THE next company ruler or keyring you pick up could have once been someone else's drinking cup, now that a Worcester company has started watching its waste.

Yamazaki Mazak, based at Warndon Business Park, has found a new way to re-use the 7,000 plastic cups its 430 employees use each week.

The company is the European headquarters of Japan-based Yamazaki Mazak, the world's largest supplier of computerised lathes, machining centres and manufacturing systems,

Improve

Each department holds regular-brainstorming sessions to find ways to improve the company's impact on the environment.

As a result Graham Elcock, health and safety co-ordinator, headed Waste Watchers, a team that looks at new ways to dispose of waste rather than dump it in a landfill site.

"After reviewing the existing system for general disposal and analysing the waste generated, it was agreed that a significant difference could be made by recycling the vending cups used everyday by Mazak employees - around 7,000 a week," said Mr Elcock.

Now the company uses special bins to collect the cups and then passes them on to the Save a Cup charity, based in High Wycombe.

"Save a Cup, a registered charity, is a national system of collection and recycling of used plastic vending cups which are then manufactured into different plastic items, such as rulers, cup stands or key-rings which can be personalised to a company's own specifications," Mr Elcock said.

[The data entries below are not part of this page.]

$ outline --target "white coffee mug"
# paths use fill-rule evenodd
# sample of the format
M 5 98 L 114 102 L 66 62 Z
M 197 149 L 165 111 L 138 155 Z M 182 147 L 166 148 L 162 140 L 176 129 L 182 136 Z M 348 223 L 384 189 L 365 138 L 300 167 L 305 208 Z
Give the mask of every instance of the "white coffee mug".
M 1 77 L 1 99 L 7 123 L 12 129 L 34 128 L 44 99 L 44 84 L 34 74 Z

"We decided the best way of collecting the cups was in specially designed bins, in order that all employees would quickly form the habit of finishing their drink and popping the empty cup into the designated slot.

"It is a simple solution which saves the company money, reduces the amount of waste going to landfill and demonstrates our awareness, as a company, of local issues.

"We are continuing to look at many different ways of recycling, reusing or reducing our waste and hope that our example will encourage other companies to do the same."